Grabbing the toaster, he headed to the bathroom. Genny heard the sound of the tub filling with water. A few minutes later, a loud sparking, crackle lit up the tiny space beneath the bathroom door. Soon after, Country emerged, soaking wet with his hair standing straight up and smoking.
“I’m going to need a new toaster,” he said, his heart beating again. “And some new underwear,” he mentioned casually.
He looked at the empty frying pan. Dribblets of butter drifted down Genny’s chin.
“Thanks for making me the omelet,” Genny said. “It was very sweet of you. I don’t understand how you knew I’d be coming, though.”
“Lucky guess,” he replied as he watched the last of his eggs slide down Genny’s gullet and into her gizzard.

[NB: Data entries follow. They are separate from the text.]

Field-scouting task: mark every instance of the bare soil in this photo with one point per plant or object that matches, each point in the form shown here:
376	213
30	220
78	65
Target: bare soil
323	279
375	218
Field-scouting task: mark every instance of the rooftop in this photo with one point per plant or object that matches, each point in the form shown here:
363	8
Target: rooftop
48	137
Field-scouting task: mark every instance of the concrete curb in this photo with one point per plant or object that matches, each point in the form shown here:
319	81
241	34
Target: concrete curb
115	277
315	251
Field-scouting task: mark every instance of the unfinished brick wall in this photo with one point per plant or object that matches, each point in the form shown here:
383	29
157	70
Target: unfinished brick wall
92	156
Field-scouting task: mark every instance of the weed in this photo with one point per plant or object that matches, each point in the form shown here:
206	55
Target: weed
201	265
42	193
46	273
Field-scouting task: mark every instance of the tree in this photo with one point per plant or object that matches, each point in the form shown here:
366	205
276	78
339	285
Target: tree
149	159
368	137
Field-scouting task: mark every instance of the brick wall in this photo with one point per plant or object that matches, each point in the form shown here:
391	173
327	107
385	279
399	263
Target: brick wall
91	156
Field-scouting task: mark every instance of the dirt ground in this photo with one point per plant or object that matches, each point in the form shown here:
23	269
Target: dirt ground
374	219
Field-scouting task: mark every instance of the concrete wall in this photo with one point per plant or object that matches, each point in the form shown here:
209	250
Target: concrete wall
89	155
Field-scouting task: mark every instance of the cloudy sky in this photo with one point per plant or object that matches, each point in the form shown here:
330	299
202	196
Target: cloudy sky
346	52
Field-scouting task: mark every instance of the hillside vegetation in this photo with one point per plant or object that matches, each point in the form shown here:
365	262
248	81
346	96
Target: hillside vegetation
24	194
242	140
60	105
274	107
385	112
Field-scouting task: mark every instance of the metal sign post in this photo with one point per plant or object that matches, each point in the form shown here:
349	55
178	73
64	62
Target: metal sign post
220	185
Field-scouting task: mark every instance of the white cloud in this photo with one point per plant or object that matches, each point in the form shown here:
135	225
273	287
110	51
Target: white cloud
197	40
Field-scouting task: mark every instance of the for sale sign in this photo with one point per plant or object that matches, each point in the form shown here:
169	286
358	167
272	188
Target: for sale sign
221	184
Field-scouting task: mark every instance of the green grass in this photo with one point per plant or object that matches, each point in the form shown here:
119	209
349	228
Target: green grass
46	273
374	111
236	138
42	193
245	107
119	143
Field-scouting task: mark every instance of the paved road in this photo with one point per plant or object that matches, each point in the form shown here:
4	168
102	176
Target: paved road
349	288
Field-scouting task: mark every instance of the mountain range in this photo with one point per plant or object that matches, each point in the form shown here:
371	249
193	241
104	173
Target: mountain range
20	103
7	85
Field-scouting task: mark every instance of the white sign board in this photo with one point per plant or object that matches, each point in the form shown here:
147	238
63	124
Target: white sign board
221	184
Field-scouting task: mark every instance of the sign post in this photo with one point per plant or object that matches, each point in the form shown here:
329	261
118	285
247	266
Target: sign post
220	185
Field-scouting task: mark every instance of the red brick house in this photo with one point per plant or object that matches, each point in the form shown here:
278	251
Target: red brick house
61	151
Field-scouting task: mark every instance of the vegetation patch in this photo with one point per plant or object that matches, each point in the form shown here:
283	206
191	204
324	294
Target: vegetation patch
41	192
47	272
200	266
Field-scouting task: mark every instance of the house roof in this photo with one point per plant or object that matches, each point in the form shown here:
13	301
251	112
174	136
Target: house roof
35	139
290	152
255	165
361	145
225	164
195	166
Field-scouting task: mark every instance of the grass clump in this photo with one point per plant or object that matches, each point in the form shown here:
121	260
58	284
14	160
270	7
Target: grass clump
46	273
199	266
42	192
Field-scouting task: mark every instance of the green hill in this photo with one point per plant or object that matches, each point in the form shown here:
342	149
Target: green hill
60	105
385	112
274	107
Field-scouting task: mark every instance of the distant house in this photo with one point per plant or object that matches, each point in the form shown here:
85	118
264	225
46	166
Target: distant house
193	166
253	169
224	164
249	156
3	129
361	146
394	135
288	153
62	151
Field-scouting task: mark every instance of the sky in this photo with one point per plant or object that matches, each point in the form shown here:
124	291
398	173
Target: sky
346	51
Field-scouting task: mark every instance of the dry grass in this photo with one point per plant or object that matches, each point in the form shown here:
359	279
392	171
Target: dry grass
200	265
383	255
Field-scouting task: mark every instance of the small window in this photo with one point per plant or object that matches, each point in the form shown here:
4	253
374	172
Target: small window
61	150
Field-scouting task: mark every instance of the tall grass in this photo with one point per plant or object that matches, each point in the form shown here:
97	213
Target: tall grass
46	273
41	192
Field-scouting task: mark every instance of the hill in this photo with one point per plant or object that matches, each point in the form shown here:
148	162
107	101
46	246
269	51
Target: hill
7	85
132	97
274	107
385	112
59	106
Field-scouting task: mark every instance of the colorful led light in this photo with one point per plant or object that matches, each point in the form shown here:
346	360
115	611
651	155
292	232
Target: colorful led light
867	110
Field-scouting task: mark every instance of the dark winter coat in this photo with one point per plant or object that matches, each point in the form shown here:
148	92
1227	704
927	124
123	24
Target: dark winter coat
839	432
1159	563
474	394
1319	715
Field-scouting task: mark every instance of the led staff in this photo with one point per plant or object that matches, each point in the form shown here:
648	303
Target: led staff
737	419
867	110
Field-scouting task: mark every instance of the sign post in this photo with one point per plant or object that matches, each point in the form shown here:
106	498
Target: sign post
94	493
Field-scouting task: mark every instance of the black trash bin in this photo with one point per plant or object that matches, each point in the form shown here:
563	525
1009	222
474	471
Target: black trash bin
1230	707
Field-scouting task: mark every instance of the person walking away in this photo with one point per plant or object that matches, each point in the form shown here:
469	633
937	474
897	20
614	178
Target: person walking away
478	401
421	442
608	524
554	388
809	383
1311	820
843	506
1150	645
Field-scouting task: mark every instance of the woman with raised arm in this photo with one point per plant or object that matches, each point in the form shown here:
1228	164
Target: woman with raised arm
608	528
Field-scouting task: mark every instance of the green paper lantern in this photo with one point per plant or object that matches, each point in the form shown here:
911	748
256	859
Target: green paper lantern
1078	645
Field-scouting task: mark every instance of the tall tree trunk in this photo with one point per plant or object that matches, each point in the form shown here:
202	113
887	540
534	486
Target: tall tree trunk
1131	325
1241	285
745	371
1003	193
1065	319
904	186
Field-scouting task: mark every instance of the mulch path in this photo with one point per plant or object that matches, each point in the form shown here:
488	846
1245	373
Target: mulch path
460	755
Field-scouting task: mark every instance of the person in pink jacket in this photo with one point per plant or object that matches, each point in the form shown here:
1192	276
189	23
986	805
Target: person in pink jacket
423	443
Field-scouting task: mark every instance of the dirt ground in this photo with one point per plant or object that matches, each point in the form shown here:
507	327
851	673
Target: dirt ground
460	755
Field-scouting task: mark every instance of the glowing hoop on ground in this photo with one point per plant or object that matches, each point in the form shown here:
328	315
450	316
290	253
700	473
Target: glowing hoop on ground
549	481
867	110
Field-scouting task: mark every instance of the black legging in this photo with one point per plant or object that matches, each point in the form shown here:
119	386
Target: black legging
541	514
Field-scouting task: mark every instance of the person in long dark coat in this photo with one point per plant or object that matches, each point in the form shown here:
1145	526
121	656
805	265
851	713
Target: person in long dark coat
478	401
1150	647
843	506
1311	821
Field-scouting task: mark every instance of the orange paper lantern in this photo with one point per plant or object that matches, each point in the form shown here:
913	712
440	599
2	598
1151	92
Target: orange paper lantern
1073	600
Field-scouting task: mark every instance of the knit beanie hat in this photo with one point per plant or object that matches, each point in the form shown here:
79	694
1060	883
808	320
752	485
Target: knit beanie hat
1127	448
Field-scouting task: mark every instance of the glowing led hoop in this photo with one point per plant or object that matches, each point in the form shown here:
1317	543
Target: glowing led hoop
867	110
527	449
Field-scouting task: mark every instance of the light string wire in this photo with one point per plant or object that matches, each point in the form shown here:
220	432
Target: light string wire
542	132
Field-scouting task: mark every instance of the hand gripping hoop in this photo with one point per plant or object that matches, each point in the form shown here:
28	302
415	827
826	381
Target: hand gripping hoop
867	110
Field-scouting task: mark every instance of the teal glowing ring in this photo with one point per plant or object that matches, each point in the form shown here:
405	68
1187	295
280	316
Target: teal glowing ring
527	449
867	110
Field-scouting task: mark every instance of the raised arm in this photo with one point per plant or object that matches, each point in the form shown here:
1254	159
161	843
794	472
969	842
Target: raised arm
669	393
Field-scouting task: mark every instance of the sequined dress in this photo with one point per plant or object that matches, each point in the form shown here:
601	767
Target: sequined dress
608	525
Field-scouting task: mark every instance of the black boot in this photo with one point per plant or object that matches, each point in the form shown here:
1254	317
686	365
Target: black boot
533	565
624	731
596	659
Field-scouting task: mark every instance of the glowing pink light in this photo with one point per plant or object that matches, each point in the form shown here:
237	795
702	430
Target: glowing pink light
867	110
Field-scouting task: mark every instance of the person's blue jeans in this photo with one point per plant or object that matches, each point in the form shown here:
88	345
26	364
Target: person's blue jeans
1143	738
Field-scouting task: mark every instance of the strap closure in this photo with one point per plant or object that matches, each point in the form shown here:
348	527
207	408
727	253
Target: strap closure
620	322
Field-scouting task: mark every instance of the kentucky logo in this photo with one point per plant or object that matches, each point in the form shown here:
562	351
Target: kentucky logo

“You used egg substitute, didn’t you? And butter proxy, also?” Genny asked.
“Why do you ask?”
“My new friend, Jessie Belle, the one I met in doctor classes, convinced me to give veganing a go. She told me about all the wonderful benefits, not to mention the amazing food. Admittedly, everything she gives me tastes like I’m licking a cardboard box, which is also one of the vegan food groups, but she swears that’s just because my tongue has become evil from eating meat my whole life. Another couple months and it won’t know the difference between a veggie burger and a cardigan. She says that like it’s a good thing.”
“In that case … sure,” he said. “It was egg substitute.”
“I guess Jessie’s right, then,” Genny said. “That mock omelet was to die for.”
Country looked at Genny’s glistening, butter-encrusted lips and wondered if there was any way he could lick them without making things awkward between them. Not finding a way, he changed the subject. “A bit off topic, but how’re doctor classes going?”
“Great. Dr. Snees says I’m his top student.”
What an unfortunate name, Country thought. “No surprise there. Just let me know if you want to study with me again today,” he said.
“I would, but this is my first day off in two weeks.” She twirled her hair with a pair of fingers. “Say. Since it’s my day off, you want to go to the beach? I heard there was a mermaid sighting by Hazard Cove.”
Country looked at the stack of homework in front of him and then outside at the bright, blue sky and the inviting, golden sand.
“I have been working hard lately, and I do deserve a break,” he said.
“Besides, your summer tan is fading,” Genny added.
Country thought for a moment, mainly about why he still hung out with her. After a while, he said, “Sure. Let’s go. I can take care of this later.”
The two friends left, leaving the door unlocked like everybody did in Chippers Station, Pennsylvania. Before the episode with the squirrels, of course.
As Country walked across the superheated sand, Genny on his back to keep her delicate toes safe, they saw a crowd of people gathered around a host of flashing lights. They headed directly towards it as any red-blooded American would do, distracted by the spectacle so that they didn’t notice what was happening back at the apartment complex.
Even if they had turned around by accident or simply to see how far they had come, it wouldn’t have mattered. From that distance, there was no way they could have heard the latch on Country’s front door slowly open and shut. Or seen the pair of eyes peer out through the kitchen blinds. Or known that a knife with a silver blade carefully lifted the papers on his desk.